La hija y la madre Herrera con sus maridos; el embajador Costos y su esposo.

El embajador de Estados Unidos en España ha comenzado a despedirse del cargo dos meses antes de la toma de posesión del nuevo presidente Donald Trump, quien jurará ante el Congreso de su país el 20 de enero de 2017.

James Costos no se toma muy a pecho tener que dejar la representación diplomática (ni se asoman rumores de que pudiera ser ratificado), luego de 4 años de estancia en la mansión residencial ubicada en Paseo de la Castellana número 48. Le fue muy bien, junto a su esposo el diseñador de interiores Michael S. Smith. Borró los protocolos habituales y convirtió su hogar en plataforma para las relaciones comerciales y sociales, de forma “simpática y desenfadada”. Izamiento de banderas gay en la sede diplomática, inauguración de una galería de arte con 80 obras prestadas, juergas sostenidas en las noches de Chueca, corriente de animación desbordada que quizá sólo se vio entorpecida por la obligación de coordinar inusuales medidas de seguridad con motivo de la visita de Barack Obama en julio pasado.

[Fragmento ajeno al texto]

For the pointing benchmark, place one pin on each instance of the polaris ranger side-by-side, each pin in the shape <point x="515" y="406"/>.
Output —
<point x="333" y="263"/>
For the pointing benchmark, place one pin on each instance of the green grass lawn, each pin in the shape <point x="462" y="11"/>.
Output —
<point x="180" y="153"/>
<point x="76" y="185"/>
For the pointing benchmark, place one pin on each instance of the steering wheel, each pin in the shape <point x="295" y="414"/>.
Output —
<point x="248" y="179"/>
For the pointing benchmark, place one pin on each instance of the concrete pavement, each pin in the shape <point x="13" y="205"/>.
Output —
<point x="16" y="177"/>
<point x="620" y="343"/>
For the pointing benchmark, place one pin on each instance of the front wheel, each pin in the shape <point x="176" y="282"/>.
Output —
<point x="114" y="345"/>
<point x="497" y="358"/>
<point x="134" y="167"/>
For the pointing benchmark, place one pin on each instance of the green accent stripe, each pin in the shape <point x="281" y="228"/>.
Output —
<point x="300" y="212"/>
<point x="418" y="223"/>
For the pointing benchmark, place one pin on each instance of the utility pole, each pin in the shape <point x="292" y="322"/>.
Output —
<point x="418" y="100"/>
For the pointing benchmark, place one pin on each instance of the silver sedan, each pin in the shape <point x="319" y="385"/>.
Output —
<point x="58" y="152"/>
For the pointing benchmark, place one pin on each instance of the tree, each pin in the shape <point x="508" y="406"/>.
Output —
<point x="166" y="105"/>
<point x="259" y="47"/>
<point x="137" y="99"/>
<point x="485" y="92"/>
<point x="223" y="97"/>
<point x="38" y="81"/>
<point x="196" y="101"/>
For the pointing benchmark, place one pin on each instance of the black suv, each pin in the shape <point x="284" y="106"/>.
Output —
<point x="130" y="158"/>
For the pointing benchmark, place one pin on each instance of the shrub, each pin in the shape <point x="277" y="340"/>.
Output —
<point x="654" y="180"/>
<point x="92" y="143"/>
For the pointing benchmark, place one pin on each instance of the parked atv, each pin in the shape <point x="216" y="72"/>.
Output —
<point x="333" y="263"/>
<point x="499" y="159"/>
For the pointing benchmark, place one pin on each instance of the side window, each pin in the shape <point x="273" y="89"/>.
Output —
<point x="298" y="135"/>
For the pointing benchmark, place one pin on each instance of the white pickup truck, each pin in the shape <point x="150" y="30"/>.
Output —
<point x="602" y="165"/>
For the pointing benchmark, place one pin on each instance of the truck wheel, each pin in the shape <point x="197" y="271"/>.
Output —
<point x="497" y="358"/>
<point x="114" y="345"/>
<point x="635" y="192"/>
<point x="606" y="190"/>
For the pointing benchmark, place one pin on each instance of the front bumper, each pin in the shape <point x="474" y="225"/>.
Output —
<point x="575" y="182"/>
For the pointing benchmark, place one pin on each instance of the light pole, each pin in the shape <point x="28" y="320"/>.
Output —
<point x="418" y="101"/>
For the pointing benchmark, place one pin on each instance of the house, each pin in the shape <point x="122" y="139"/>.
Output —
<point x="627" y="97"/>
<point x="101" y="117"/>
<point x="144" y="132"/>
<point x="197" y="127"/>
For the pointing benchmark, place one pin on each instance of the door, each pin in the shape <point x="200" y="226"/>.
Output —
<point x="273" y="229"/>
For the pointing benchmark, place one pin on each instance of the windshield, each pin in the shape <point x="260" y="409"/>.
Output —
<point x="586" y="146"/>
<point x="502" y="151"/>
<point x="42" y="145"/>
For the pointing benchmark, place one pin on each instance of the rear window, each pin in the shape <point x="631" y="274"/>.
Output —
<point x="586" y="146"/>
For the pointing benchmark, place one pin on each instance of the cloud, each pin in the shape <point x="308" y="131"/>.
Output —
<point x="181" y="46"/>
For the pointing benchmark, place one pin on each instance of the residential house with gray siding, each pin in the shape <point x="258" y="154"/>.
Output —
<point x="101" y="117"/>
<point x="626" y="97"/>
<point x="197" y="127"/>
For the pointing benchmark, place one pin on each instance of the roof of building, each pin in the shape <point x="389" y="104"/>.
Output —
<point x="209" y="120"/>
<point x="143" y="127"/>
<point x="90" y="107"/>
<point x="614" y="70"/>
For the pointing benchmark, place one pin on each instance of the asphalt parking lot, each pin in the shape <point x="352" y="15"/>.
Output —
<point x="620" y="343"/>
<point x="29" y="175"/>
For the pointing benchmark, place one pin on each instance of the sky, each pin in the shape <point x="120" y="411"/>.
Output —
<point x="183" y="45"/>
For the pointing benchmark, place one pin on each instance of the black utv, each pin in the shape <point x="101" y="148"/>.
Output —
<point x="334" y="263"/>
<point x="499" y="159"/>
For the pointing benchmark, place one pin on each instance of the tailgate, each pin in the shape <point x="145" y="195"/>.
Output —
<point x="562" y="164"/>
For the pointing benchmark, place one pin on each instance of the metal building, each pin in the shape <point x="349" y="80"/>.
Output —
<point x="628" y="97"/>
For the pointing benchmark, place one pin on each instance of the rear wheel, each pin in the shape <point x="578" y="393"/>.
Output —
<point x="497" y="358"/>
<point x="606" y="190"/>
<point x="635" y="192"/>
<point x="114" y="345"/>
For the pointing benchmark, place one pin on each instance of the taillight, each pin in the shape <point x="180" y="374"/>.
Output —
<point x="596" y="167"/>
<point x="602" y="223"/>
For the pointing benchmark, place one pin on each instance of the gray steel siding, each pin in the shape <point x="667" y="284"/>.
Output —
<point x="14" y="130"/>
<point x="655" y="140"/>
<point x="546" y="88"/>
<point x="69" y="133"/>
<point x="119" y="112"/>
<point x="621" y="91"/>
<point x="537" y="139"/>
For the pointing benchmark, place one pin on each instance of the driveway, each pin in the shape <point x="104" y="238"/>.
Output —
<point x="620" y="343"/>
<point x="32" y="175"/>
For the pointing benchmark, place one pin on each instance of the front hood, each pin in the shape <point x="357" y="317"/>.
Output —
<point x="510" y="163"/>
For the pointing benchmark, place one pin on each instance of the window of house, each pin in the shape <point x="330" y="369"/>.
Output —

Su despedida de España seguramente se convertirá en el espectáculo del invierno.

El calendario de festejos comenzó el lunes 14 rindiéndole un homenaje a su amiga la diseñadora venezolana Carolina Herrera, quien por su lado está celebrando 35 años de trayectoria profesional.

Paloma Barrientos, cronista social de Vanitatis/ElConfidencial.com, describió la fiesta de Los Costos (como es conocida la pareja diplomática) con toques de amargura. Eran 300 los invitados. Fue un desfile de caras conocidas principalmente del mundo social. No asistió ningún político relevante y tampoco hubo titulares de empresas. Todos los asistentes -daba igual quien fuera- debían cotejar su DNI con el número que días antes habían facilitado al servicio de protocolo de la embajada. Y el que no coincidiera no tenía acceso. En el vestíbulo quienes recibían uno a uno a los convocados eran, en ese orden, el  embajador, la diseñadora, la pareja del titular y Reynaldo Herrera, marido de la homenajeada. “Un besamanos largo y emotivo”.

Luego los invitados se distribuyeron por los tres salones decorados con jarrones repletos de lilium en tonos rojos y rosas que daban el toque sofisticado y aromático a la velada. En la zona de la piscina se había habilitado una carpa para acoger a los fumadores y a los que preferían el frio de la noche al calor del interior. En uno de los salones se servían los cocteles y en otros los vinos, mientras camareros y doncellas pasaban las bandejas de delicatesen.

La reseña de la revista Hola! fue mucho más fría. “El embajador de Estados Unidos pronunció un discurso de reconocimiento a la homenajeada. Carolina Herrera, por su parte, le agradeció sus palabras, mostrándose muy emocionada por la gran fiesta que había organizado en su honor” … “Archipremiada y reconocida, Carolina Herrera es la latina más influyente en el mundo de la moda: lleva décadas diseñando colecciones que se presentan en las pasarelas internacionales más importantes y que se lucen en las alfombras rojas de mayor glamour.”

Boris Izaguirre, que la venera, no asistió.